Getting the position of 1-bits in a python Long object

Question:

Let’s say I have a very very large python integer, in python 2.7 (though if I need to, I don’t mind switching to python 3).

Something bigger than say, 2^100000.

What is the fastest way by which I can find the positions of all 1s in it’s binary sequence? (example: 24 would be 11000 —> = [4,5] (or [5,4].. I don’t care about order)

At the moment I am using:

sum = whatever_starting_number

while 1:
    val = sum.bit_length()-1
    sum -= 2**val
    mylist.append(val)
    if sum == 0:
        break

this is alright, but it’s barely even faster than just taking log2 and subtracting that repeatedly. What I would like to actually do is just look at the bits, skip zeros, record positions of 1s, and not even need to modify the original value.

edit: getting multiple answers, really appreciate it. I’ll implement them in a couple timeit tests and this will be updated with results by tomorrow.

Asked By: Travis Black

||

Answers:

You can use bitwise operators.

one_bit_indexes = []
index = 0
while sum: # returns true if sum is non-zero
    if sum & 1: # returns true if right-most bit is 1
        one_bit_indexes.append(index)
    sum >>= 1 # discard the right-most bit
    index += 1

Haven’t tested this, but pretty sure that it will work.

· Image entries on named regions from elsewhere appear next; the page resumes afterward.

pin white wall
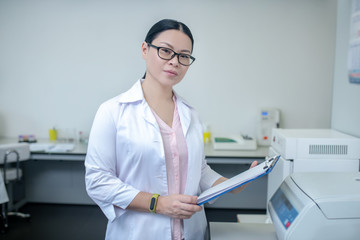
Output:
[0,0,337,138]
[331,0,360,137]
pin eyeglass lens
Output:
[158,47,193,66]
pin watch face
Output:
[150,197,156,210]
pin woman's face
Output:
[142,30,192,88]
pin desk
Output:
[0,139,268,209]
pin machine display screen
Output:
[270,188,298,230]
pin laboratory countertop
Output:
[0,138,269,162]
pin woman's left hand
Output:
[213,161,257,193]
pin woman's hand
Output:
[156,194,202,219]
[212,161,257,193]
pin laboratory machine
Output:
[268,172,360,240]
[210,172,360,240]
[267,128,360,202]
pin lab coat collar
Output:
[117,79,192,136]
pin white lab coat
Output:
[85,80,221,240]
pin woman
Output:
[85,19,256,240]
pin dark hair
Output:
[145,19,194,48]
[143,19,194,78]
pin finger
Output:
[250,161,257,168]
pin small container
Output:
[49,128,57,141]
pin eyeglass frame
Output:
[147,42,195,67]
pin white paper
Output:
[198,156,278,205]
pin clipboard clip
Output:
[263,155,280,171]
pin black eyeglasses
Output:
[147,43,195,66]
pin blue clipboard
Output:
[197,155,280,206]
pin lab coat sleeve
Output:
[85,104,140,221]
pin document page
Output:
[197,156,280,205]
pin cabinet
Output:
[21,142,268,209]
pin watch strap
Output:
[149,193,160,213]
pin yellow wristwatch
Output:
[149,193,160,213]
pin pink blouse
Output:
[153,96,188,240]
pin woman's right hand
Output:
[156,194,202,219]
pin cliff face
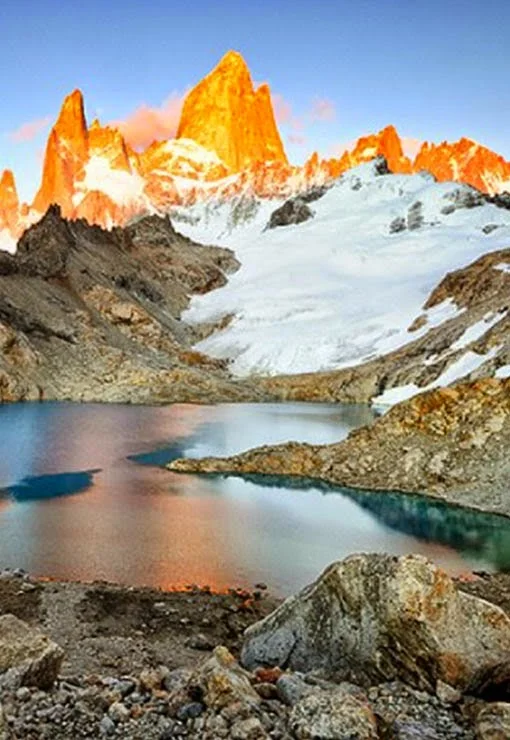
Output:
[0,51,510,241]
[169,378,510,516]
[0,206,266,402]
[177,51,287,172]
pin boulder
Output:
[0,614,64,689]
[476,702,510,740]
[188,646,260,710]
[241,554,510,695]
[289,687,379,740]
[267,196,313,229]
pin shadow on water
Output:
[203,473,510,572]
[0,468,100,501]
[126,441,189,467]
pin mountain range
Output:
[0,51,510,251]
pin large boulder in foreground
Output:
[241,554,510,694]
[0,614,64,689]
[289,686,379,740]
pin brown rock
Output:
[0,614,64,689]
[476,702,510,740]
[241,555,510,693]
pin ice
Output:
[180,163,510,376]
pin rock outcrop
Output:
[0,207,266,402]
[0,51,510,238]
[169,378,510,516]
[413,137,510,195]
[177,51,287,172]
[0,614,64,688]
[241,555,510,695]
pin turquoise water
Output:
[0,403,510,594]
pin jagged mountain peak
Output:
[177,52,287,172]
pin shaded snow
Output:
[180,163,510,375]
[372,346,501,406]
[73,154,145,206]
[450,311,507,352]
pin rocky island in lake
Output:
[0,13,510,740]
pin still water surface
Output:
[0,403,510,594]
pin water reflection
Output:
[0,404,510,593]
[227,475,510,571]
[0,469,99,501]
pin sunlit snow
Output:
[180,163,510,375]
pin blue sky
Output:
[0,0,510,198]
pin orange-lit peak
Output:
[177,51,287,172]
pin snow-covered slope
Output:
[178,163,510,375]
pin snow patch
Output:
[372,345,501,407]
[73,154,145,206]
[177,163,510,376]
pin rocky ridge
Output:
[0,51,510,243]
[0,207,263,402]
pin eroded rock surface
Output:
[169,378,510,516]
[0,614,64,688]
[0,206,261,402]
[241,555,510,694]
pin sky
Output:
[0,0,510,199]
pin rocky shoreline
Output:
[168,378,510,516]
[0,555,510,740]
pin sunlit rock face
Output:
[0,51,510,246]
[414,138,510,195]
[177,51,287,172]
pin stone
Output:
[99,717,115,735]
[177,701,205,722]
[289,689,378,740]
[189,646,260,710]
[163,668,193,693]
[0,704,6,740]
[108,701,129,722]
[436,681,462,704]
[0,614,64,689]
[139,665,170,691]
[267,196,313,229]
[230,717,269,740]
[241,554,510,694]
[476,702,510,740]
[185,632,214,651]
[276,673,313,707]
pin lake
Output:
[0,403,510,595]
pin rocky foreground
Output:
[168,378,510,516]
[0,206,264,403]
[0,555,510,740]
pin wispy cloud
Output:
[8,116,51,144]
[110,93,185,149]
[310,98,336,123]
[272,93,336,146]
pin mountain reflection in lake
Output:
[0,403,510,594]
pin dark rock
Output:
[177,701,205,722]
[267,196,313,229]
[276,673,313,707]
[241,555,510,693]
[390,216,406,234]
[0,614,64,689]
[289,688,378,740]
[373,154,392,175]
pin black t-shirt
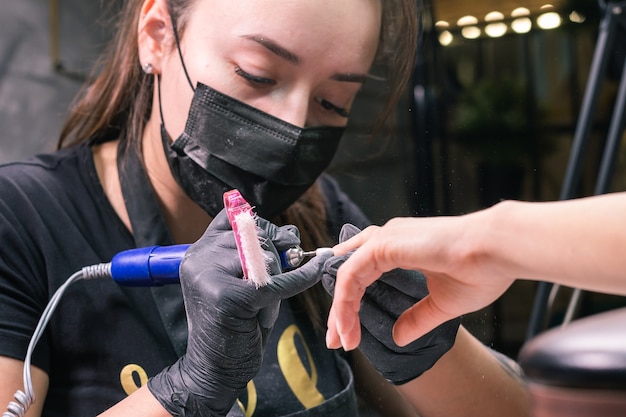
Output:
[0,141,367,417]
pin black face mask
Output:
[161,84,345,218]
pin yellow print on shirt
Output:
[276,324,324,409]
[120,324,325,417]
[238,324,325,417]
[120,363,148,395]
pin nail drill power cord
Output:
[2,245,332,417]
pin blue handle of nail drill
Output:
[111,245,292,287]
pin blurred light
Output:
[511,7,530,17]
[485,12,504,22]
[569,10,586,23]
[461,26,480,39]
[537,12,561,29]
[485,22,507,38]
[439,30,454,46]
[511,17,533,33]
[456,16,478,26]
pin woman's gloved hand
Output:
[322,224,460,385]
[148,211,328,416]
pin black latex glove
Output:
[322,224,460,385]
[148,211,328,416]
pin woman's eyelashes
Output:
[315,97,350,117]
[235,67,276,86]
[235,67,350,118]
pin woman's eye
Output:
[315,97,350,118]
[235,67,276,86]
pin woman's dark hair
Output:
[58,0,418,148]
[58,0,418,330]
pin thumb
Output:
[393,295,456,346]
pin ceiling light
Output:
[461,26,480,39]
[511,7,530,17]
[456,16,478,26]
[439,30,454,46]
[485,12,504,22]
[537,12,561,29]
[569,10,585,23]
[485,22,507,38]
[511,17,533,33]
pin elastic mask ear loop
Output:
[170,10,196,92]
[156,7,196,138]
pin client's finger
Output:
[393,295,456,346]
[333,226,380,255]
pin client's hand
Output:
[322,224,460,385]
[148,211,327,416]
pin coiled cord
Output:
[2,263,111,417]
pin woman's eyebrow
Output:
[242,34,368,84]
[242,35,301,65]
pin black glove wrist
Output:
[322,225,460,385]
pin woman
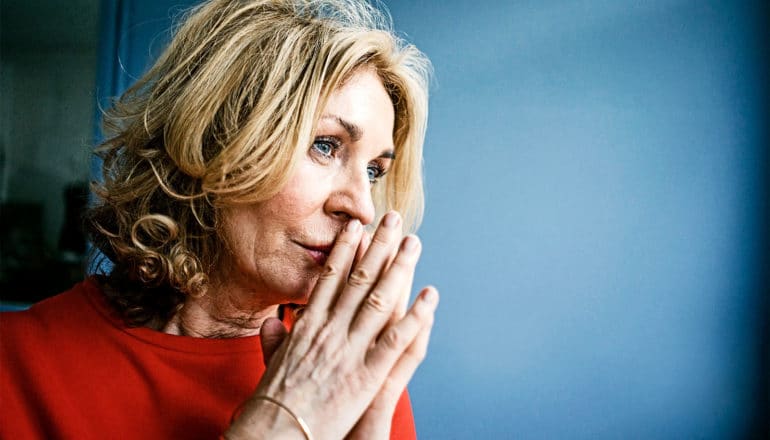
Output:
[0,0,438,439]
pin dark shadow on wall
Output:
[0,182,89,303]
[752,5,770,438]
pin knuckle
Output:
[348,267,373,287]
[382,328,403,349]
[366,290,391,313]
[320,263,342,279]
[372,230,390,246]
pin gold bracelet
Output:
[254,395,313,440]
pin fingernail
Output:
[345,218,361,232]
[401,235,420,253]
[422,289,438,304]
[382,211,398,228]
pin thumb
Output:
[259,318,289,365]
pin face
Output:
[212,69,394,304]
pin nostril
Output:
[332,211,353,222]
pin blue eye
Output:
[366,164,385,184]
[311,140,337,157]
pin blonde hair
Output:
[88,0,430,325]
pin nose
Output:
[326,167,375,225]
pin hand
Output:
[228,213,438,439]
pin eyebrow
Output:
[321,115,364,142]
[321,114,396,159]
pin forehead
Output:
[319,68,395,149]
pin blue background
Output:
[100,0,770,439]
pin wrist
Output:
[224,396,311,440]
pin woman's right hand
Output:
[226,212,438,439]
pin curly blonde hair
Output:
[87,0,430,325]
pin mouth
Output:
[297,243,334,266]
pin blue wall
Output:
[388,0,768,439]
[102,0,768,439]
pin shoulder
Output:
[0,279,110,351]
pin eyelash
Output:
[310,137,388,185]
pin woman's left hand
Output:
[260,229,432,440]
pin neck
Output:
[160,289,278,338]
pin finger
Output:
[365,287,439,376]
[335,211,401,319]
[349,235,420,342]
[304,219,363,318]
[348,230,372,276]
[380,296,433,407]
[259,318,289,365]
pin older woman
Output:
[0,0,438,439]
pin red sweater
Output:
[0,280,416,440]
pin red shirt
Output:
[0,280,416,440]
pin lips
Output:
[298,243,333,266]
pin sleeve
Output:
[390,390,417,440]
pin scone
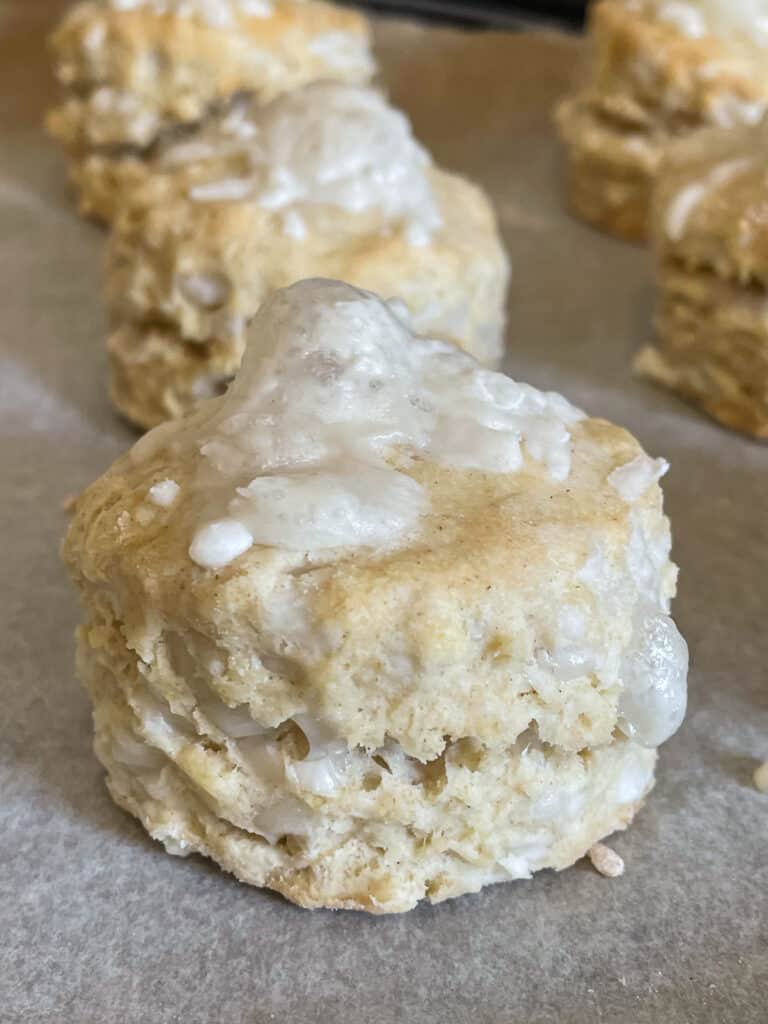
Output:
[63,280,687,913]
[102,83,509,427]
[48,0,374,216]
[637,118,768,438]
[557,0,768,239]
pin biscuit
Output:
[48,0,374,213]
[106,83,509,427]
[637,119,768,438]
[556,0,768,240]
[62,280,687,913]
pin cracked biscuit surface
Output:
[556,0,768,240]
[637,118,768,438]
[48,0,374,217]
[63,281,687,912]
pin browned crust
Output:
[635,345,768,440]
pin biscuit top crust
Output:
[101,0,274,28]
[652,0,768,46]
[157,82,441,245]
[51,0,374,134]
[132,280,583,568]
[653,122,768,276]
[63,281,687,760]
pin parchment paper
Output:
[0,0,768,1024]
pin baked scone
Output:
[63,281,687,913]
[637,118,768,438]
[557,0,768,240]
[48,0,374,216]
[108,83,509,427]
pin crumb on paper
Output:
[752,761,768,793]
[589,843,624,879]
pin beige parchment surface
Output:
[0,0,768,1024]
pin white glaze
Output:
[665,157,752,242]
[131,280,584,568]
[146,479,180,509]
[608,452,670,505]
[655,0,768,46]
[105,0,274,29]
[618,604,688,746]
[165,82,441,246]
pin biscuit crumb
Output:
[589,843,624,879]
[752,761,768,793]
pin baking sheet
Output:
[0,0,768,1024]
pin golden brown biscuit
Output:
[638,118,768,437]
[557,0,768,239]
[63,281,687,912]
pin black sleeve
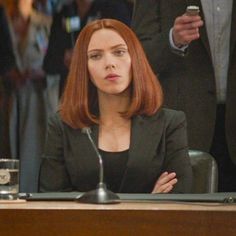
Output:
[164,112,192,193]
[39,115,72,192]
[131,0,186,75]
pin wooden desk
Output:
[0,201,236,236]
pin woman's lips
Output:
[105,74,120,81]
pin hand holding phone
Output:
[186,6,200,16]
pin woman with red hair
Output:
[40,19,192,193]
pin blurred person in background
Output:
[4,0,51,192]
[0,5,18,158]
[132,0,236,192]
[43,0,132,97]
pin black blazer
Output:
[132,0,236,163]
[40,109,192,193]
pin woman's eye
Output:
[88,53,101,60]
[114,49,126,56]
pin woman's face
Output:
[88,29,131,95]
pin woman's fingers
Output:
[152,172,177,193]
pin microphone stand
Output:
[75,128,120,204]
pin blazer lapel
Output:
[120,113,164,192]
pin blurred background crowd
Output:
[0,0,132,192]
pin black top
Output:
[40,109,192,193]
[99,149,129,192]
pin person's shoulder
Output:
[149,108,186,123]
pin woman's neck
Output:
[99,92,130,127]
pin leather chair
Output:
[189,150,218,193]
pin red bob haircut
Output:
[59,19,163,129]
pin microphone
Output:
[75,127,120,204]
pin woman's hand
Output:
[152,172,177,193]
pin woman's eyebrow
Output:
[88,43,127,53]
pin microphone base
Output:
[75,183,120,204]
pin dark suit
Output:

Bitwise operations are fast, so this should also be more efficient than calculating and subtracting powers of 2. (Unless your Python interpreter is already doing something smart like transforming your code to replace powers of 2 with bitwise operations).

edit: to make it work for negative numbers, you’ll have to take the absolute value of ‘sum’, first.

Answered By: Pig

Maybe this goes fast enough:

mylist = [i for i in range(sum.bit_length()) if sum & (1<<i)]
Answered By: Robᵩ

Probably not the fastest solution, but fairly simple and seems fast enough (2^1M was instant).

bits = []
for i, c in enumerate(bin(2**1000000)[:1:-1], 1):
    if c == '1':
        bits.append(i)

Just in case the [:1:-1] wasn’t clear, it is called "extended slicing", more info here: https://docs.python.org/2/whatsnew/2.3.html#extended-slices.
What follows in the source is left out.